In chapter 34, the author describes the historical trip of Arafat and Yitzhak Rabin to Washington D.C. in 1993 where they shook hands and signed the agreement. However, what followed in the next 11 years echoed Arafat’s concern expressed to Abu Sharif in 1997, “Israel handed over 80 percent of Hebron with great reluctance … I see trouble on the way. They do not want peace. They will go back on their pledges and will not honour their agreements” (p.231). This is reflected in the September 2000 Intifada, after which Ariel Sharon rejected all international calls to cease the fighting. Abu Sharif received information in 2001 through reliable sources that Arafat was to be besieged, and in December, Israeli tanks invaded Ramallah and surrounded Arafat’s headquarters. The siege continued and Abu Sharif continued to visit Arafat and warned him to be cautious about food and water. On one occasion in 2004, Abu Sharif visited Arafat who was extremely ill and pale. Abu Sharif remains confident that the Israelis poisoned Arafat as they did to Dr Haddad thirty years ago. Abu Sharif made arrangements to ‘medivacke’ him to Paris but as he predicted, death was destined for him. The hand kiss of Arafat before embarking the helicopter was to be the last glimpse of this heroic President, leaving Abu Sharif to lament that the world will never be a same place.
Arafat was a man of passion, dedication and peace but he was betrayed by Israelis and the international community. His role in trying to avert the first Gulf War, mediating between Arab leaders and for the American hostages, illustrates his multi-facet approach to the Palestinian issue. However, the peace process, as he realised himself, was one sided and achieved little. The history of Palestine since the Balfour Declaration has been characterised with betrayal and the future of Palestine remains unclear. Although Abu Sharif proposes the unity of Palestinian factions, the historical opposition to the peace process makes this difficult. It is somewhat surprising that Abu Sharif makes no mention of Hamas throughout the book despite its increasing influence since its inception in the late 80s and its relationship with Arafat especially before his death. Nor is there an assessment, perhaps deliberately, of the much speculated role of Mahmoud Abbas in the death of Arafat and his resignation from the office of Prime Minister a few months before his death.
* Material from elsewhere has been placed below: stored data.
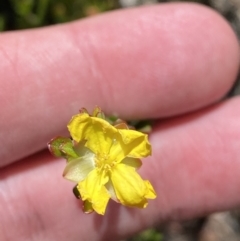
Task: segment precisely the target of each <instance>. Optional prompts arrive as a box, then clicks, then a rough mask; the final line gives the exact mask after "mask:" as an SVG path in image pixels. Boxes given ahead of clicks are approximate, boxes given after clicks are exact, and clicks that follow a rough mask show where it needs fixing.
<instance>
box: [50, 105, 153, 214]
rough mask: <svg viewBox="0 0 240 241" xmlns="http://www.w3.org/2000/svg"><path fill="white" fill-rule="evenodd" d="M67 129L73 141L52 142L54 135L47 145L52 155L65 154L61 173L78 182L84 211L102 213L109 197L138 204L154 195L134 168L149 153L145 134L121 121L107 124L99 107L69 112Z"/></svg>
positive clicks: (146, 155) (147, 143)
mask: <svg viewBox="0 0 240 241" xmlns="http://www.w3.org/2000/svg"><path fill="white" fill-rule="evenodd" d="M68 130H69V132H70V134H71V137H72V139H73V142H74V144H71V143H72V141H70V142H69V140H67V139H64V141H62V140H60V141H59V142H58V143H57V144H56V142H57V141H56V140H59V139H55V140H54V141H52V142H50V144H49V146H50V150H51V151H52V152H53V153H54V151H53V149H54V148H55V155H56V156H63V155H65V156H64V157H65V158H66V159H67V160H68V163H67V166H66V168H65V170H64V173H63V176H64V177H65V178H66V179H68V180H70V181H73V182H76V183H78V184H77V189H78V191H79V193H80V197H81V199H82V200H83V201H84V211H85V212H91V211H92V210H94V211H96V212H97V213H99V214H102V215H103V214H104V213H105V209H106V206H107V203H108V201H109V199H110V198H111V199H113V200H115V201H117V202H120V203H121V204H123V205H126V206H130V207H138V208H145V207H146V206H147V204H148V201H147V199H154V198H156V193H155V191H154V189H153V187H152V185H151V184H150V182H149V181H147V180H142V178H141V177H140V175H139V174H138V173H137V172H136V169H137V168H139V167H140V166H141V165H142V163H141V160H140V159H139V158H142V157H146V156H148V155H150V154H151V146H150V144H149V142H148V140H147V135H146V134H143V133H141V132H138V131H135V130H130V129H128V127H127V125H126V124H124V123H122V124H118V125H116V126H113V125H111V124H110V123H109V122H107V121H106V120H105V119H103V113H102V112H101V111H100V109H99V108H96V109H95V110H94V114H93V116H90V115H89V114H88V113H87V112H86V111H85V110H84V111H82V112H81V113H80V114H77V115H75V116H73V117H72V119H71V121H70V122H69V124H68ZM53 142H54V143H55V146H54V145H53V144H54V143H53ZM56 150H57V151H58V152H59V153H58V155H57V154H56Z"/></svg>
The book is highly informative and adds significantly to what the world knows about the late Yasser Arafat. A very useful list and biographies of key characters, organisations and key terminology is provided before the book begins. This personal account is invaluable for those who wish to understand the cause and the history of a nation of freedom fighters to whom Abu Sharif dedicates this book.